How many grams of methanol are produced when 14 grams of carbon monoxide reacts with 1.5 grams of hydrogen gas?

Question

asked Feb 25, 2020 224k views

1 Answer

Jac · Answer 1 · 2020-03-02T10:38:36+0000

Answer: The mass of methanol produced is 12 grams

Step-by-step explanation:

To calculate the number of moles, we use the equation:

$\text{Number of moles}=\frac{\text{Given mass}}{\text{Molar mass}}$ .....(1)

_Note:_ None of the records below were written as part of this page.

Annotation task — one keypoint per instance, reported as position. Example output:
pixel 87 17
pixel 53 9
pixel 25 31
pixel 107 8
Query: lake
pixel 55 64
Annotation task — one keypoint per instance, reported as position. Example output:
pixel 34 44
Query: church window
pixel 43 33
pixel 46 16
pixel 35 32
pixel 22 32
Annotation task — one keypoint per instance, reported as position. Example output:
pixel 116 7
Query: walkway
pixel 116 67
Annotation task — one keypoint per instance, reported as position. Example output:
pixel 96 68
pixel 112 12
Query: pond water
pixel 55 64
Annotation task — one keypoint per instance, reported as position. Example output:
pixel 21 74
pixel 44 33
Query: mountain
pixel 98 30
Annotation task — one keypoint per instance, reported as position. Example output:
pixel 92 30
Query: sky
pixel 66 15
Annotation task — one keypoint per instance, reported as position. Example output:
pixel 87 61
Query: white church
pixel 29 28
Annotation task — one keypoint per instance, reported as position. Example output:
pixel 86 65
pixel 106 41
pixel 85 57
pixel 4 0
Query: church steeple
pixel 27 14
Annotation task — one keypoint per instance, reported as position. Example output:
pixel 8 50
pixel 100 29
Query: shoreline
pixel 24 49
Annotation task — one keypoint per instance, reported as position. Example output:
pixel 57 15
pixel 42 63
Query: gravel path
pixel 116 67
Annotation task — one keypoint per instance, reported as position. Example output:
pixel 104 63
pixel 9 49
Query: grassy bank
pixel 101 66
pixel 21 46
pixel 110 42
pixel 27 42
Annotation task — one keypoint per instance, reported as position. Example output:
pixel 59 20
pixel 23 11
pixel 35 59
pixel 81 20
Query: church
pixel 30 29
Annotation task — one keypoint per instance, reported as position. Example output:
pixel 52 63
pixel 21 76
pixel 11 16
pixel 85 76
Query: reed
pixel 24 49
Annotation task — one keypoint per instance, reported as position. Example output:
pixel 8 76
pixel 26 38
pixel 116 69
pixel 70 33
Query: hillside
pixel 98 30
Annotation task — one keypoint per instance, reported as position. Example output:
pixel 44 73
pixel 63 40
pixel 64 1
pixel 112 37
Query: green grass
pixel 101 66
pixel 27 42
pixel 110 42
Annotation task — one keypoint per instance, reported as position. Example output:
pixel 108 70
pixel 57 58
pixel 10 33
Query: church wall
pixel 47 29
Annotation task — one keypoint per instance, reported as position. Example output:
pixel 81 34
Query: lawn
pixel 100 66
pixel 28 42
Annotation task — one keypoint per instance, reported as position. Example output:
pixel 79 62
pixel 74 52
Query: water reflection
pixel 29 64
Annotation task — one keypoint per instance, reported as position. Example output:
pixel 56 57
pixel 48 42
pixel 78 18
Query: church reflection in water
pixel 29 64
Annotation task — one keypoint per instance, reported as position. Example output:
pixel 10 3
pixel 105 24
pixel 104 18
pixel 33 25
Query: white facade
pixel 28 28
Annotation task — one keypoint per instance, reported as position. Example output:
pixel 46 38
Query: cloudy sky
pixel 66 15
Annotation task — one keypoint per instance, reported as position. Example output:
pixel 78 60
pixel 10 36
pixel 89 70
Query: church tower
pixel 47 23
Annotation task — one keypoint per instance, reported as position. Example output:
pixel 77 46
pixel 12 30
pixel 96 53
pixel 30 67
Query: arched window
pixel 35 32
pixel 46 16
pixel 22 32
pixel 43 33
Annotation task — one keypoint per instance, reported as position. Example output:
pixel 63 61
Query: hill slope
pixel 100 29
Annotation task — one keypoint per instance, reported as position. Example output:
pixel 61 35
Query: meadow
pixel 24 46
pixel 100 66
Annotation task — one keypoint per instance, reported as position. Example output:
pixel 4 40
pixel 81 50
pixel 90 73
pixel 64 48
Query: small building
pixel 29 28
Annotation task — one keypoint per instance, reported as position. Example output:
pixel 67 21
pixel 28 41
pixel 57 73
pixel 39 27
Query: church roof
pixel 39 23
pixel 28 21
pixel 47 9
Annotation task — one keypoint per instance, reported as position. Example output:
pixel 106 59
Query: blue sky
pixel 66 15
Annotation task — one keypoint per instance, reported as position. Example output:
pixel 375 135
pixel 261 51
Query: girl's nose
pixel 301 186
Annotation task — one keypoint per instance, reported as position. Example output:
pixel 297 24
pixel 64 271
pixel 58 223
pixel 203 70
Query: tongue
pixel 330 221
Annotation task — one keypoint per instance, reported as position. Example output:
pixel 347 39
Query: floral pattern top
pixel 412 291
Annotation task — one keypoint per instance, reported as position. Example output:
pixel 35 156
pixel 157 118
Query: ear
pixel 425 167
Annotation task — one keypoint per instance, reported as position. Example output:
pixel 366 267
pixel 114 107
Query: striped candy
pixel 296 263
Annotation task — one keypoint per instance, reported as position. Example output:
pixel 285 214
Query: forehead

Given mass of carbon monoxide = 14 g

Molar mass of carbon monoxide= 28 g/mol

Putting values in equation 1, we get:

$\text{Moles of carbon monoxide}=(14g)/(28g/mol)=0.5mol$

Given mass of hydrogen gas = 1.5 g

Molar mass of hydrogen gas = 2 g/mol

Putting values in equation 1, we get:

$\text{Moles of hydrogen gas}=(1.5g)/(2g/mol)=0.75mol$

The chemical equation for the reaction of carbon monoxide and hydrogen gas follows:

$CO+2H_2\rightarrow CH_3OH$

By Stoichiometry of the reaction:

2 moles of hydrogen gas reacts with 1 mole of carbon monoxide

So, 0.75 moles of hydrogen gas will react with =
(1)/(2)* 0.75=0.375mol of carbon monoxide

As, given amount of carbon monoxide is more than the required amount. So, it is considered as an excess reagent.

Thus, hydrogen gas is considered as a limiting reagent because it limits the formation of product.

By Stoichiometry of the reaction:

2 moles of hydrogen gas produces 1 mole of methanol

So, 0.75 moles of hydrogen gas will produce =
(1)/(2)* 0.75=0.375moles of methanol

Now, calculating the mass of methanol from equation 1, we get:

Molar mass of methanol = 32 g/mol

Moles of methanol = 0.375 moles

Putting values in equation 1, we get:

$0.375mol=\frac{\text{Mass of methanol}}{32g/mol}\\\\\text{Mass of methanol}=(0.375mol* 32g/mol)=12g$

Hence, the mass of methanol produced is 12 grams